Thanks very much for visiting my blog. Always happy to have people read my stuff but just thought I should point out this post is years old. If it's about technical stuff there is a possibility that it is no longer relevant, if it's a bug report/fix I'm hoping that it should now have been fixed.
Of course if this is what you're looking for and it does work then great, just don't say I didn't warn you...
Drumbeat.org in it’s current state has been live for a year and has helped support the Drumbeat community that:
- has produced numerous projects that have since become core components to the Mozilla Foundations work efforts,
- helped us run international events in Barcalona and London,
- lead numerous community events worldwide.

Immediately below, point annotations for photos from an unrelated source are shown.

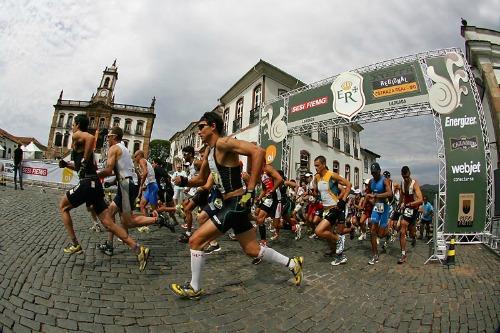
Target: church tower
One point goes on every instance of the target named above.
(105, 91)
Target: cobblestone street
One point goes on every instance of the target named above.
(43, 289)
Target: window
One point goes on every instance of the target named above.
(335, 166)
(69, 122)
(323, 137)
(304, 159)
(226, 119)
(257, 96)
(139, 128)
(66, 139)
(60, 123)
(137, 146)
(128, 125)
(58, 140)
(356, 177)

We wanted a platform where people could let people could tell the world about their web projects, have the community help them out and have them made better. We received loads, with some of my favourites being:
- the Mozilla Journalism project
- Universal Subtitles
- The New Social Web Project
- Social Book Publishing
- Peer to Peer University
- the Open Badges Initiative
These are all amazing projects but you might have noticed one thing – they’ve all now outgrown what we provide at drumbeat.org. They have their own websites and twitter streams with some having their code posted on github for community involvement.
Now we have these tools and sites we’re looking at moving our focus from being a community of web builders to a community of web makers who will use the tools that we have previously made. We think it’s time that we let it relax in a warm chair by the fire with its’ coat and slippers and remember the good old days and gaze lovingly at what the things that it has created go on to become. Last year when we carried out a survey on how we could evolve drumbeat.org and discovered the two main reasons we found on why people were signing up was to hear about what Mozilla are up to and to contribute to an existing drumbeat project. Thankfully our plans for drumbeat.org will allow people to continue doing that.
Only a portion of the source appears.